The following content is based on the message “Relative Morality and the Law” on 3/5/17 at New City Church in Phoenix, AZ. The following is not meant to be a full synopsis but rather a brief look at the main ideas. To use this Study Guide effectively you must listen to the message found at

Leaders using these Study Notes for group study and reflection should read the Biblical text thoroughly before beginning, using this resource as assistance and not relying solely on this material for insight. We encourage all leaders to pray and ask the Spirit for revelation as they lead their respective community groups.


Pray and ask God to lead the discussion as everyone gets to share.



Paul makes it clear that there is going to be a judgment. This means there has to be a standard by which people are judged. Paul refers to this standard as the Law. We know the Law as the first five books of our Bible.

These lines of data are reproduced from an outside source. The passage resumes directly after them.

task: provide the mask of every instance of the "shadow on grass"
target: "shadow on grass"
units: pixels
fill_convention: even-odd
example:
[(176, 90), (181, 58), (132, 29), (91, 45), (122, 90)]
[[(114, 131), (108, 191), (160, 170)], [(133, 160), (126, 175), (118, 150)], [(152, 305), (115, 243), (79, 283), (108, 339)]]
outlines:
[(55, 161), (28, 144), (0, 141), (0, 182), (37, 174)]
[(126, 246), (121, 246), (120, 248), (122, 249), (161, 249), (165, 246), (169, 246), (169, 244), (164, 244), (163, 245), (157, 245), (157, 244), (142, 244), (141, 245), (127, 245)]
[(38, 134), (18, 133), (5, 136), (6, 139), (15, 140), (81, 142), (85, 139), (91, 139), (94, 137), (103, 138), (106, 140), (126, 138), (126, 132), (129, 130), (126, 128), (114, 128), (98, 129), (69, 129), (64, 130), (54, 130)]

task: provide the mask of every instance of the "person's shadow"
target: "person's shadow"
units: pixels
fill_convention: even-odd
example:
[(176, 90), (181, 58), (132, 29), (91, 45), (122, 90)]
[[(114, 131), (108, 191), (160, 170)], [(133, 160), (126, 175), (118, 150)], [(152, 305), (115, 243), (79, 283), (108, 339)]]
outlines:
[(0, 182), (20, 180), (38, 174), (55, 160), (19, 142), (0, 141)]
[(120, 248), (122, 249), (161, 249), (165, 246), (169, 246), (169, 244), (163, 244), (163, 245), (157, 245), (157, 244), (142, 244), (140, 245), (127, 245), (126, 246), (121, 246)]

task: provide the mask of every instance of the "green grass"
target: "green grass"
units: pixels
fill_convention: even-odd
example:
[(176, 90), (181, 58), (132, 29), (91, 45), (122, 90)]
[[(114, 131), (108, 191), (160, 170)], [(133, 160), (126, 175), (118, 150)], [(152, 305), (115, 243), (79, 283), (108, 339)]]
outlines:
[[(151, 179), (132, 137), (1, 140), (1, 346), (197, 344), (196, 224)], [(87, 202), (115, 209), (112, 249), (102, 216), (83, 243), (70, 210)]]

In the Law, we can find 613 total commandments: 248 Positive Commandments (do’s) and 365 Negative Commandments (do not’s).

Do you know all 613 commandments? How would you feel about knowing that God will judge according to your knowledge of the Law?

How is legalism exhausting?


An objection to being judged according to the Law is that not everyone has the Law. Specifically the Gentile believers wouldn’t have had the Law. So what about their judgement? Paul also says that the Law is written on our hearts and conscience. This is why we can say that right or wrong come from God!

Why don’t people want to say that there is absolute truth?

How does believing that all truth is relative actually break down? (For instance, how could someone enter into another culture and say that female genital mutilation is wrong for them to practice if there is no moral standard?)

It is possible without God, or absolute truth, to believe in moral feelings but impossible to believe in moral obligations. Romans 2:15 says that obligation comes from God! If there is an absolute moral standard, you have to acknowledge something outside of yourself accounting for it.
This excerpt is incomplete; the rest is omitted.